Мастерица шить приталенные платья и любительница ползать по траве, эта девушка, Луиза, обожала радостные краски и распущенные волосы до плеч, пикники с друзьями в летнем парке, своего несобранного мужа и невероятно маленьких детей — только что родившегося Калле и трёхлетнюю, похожую на крошку-суриката, дочь. А вот что она, напротив, не любила, так ходить на кладбища, проведывать могилы. Даже, между прочим, повторяла, что не хочет после смерти быть закопанной под землю, как другие мертвецы — её родные. Ей казалось, что они и так всегда вот здесь: в этом мягком, ярко-красном, бьющемся, как дзюдоист, огромном сердце. Как-то раз оно вдруг перестало биться, и тогда оставшимся в притихшем доме детям и мужчине без малейшего на то желания всё-таки пришлось учиться жить — то есть жить без мамы и жены, без её советов и любви, без её участия в их жизни.
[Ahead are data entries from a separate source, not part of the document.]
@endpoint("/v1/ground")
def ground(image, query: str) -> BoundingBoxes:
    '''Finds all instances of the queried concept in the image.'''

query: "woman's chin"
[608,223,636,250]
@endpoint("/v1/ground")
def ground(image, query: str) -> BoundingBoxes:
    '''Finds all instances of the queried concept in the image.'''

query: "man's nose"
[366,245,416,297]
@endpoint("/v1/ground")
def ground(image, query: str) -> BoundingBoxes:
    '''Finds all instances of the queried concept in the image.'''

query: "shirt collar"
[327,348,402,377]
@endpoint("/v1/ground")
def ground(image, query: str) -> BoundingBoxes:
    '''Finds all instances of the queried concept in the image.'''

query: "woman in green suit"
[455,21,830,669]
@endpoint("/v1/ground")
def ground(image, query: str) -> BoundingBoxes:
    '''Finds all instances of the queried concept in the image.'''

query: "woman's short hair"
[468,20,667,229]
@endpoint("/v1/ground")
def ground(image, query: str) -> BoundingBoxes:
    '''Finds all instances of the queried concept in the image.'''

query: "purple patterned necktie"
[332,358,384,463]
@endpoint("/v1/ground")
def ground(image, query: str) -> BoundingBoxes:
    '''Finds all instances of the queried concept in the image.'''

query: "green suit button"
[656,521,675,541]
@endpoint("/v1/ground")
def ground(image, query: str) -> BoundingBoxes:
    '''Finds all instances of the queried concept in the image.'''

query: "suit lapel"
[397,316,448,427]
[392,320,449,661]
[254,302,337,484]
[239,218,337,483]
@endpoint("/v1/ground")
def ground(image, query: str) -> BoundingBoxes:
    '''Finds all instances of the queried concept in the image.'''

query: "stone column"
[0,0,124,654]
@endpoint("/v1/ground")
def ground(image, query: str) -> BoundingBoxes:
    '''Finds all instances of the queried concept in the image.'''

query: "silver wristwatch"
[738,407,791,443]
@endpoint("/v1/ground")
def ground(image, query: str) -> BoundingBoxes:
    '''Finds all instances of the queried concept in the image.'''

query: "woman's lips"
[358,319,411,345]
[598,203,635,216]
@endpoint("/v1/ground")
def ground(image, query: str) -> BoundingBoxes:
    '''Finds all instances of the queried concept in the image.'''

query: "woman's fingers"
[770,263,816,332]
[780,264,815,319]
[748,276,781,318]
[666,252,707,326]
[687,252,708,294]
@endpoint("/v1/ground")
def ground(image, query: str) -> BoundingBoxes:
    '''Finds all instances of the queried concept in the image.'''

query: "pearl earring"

Через десять лет, прошедших с той поры, крошка-сурикат Катинка Каптейн превратилась в солнечного ангела — так ведь, кажется, порой зовут вставшего на цыпочки, рыжего, как солнце, суриката... В этом возрасте уже совсем не хочется ползать по траве, как раньше, вместе с мамой. И смеяться, глядя на обычные игрушки, даже и подаренные мамой, тоже, в общем-то, совсем уже не хочется. Хочется выигрывать медали, соревнуясь в беге и прыжках. Хочется смотреть по телевизору шоу для подростков, фильмы ужасов или детективы про кристально чистые английские убийства. Хочется испытывать те самые — труднообъяснимые, красивые, крайне выразительные, мамой упомянутые чувства, связанные с близостью живых и мёртвых. Правда, эти чувства хочется испытывать, в отличие от мамы, не к её родителям, а к ней. Только разве можно их испытывать? Это ведь ужасно тяжело, то есть нереально, как в кино, что идёт по телевизору в субботу. Разве можно испытать надежду, можно ли почувствовать покой, или переполненность любовью, если мама, говорившая, скорей всего, об этом, превратилась в горстку ничего не значащего пепла, разнесённого над дюнами порывом ветра?! Да и можно ли скучать по той, о которой ничего почти не помнишь?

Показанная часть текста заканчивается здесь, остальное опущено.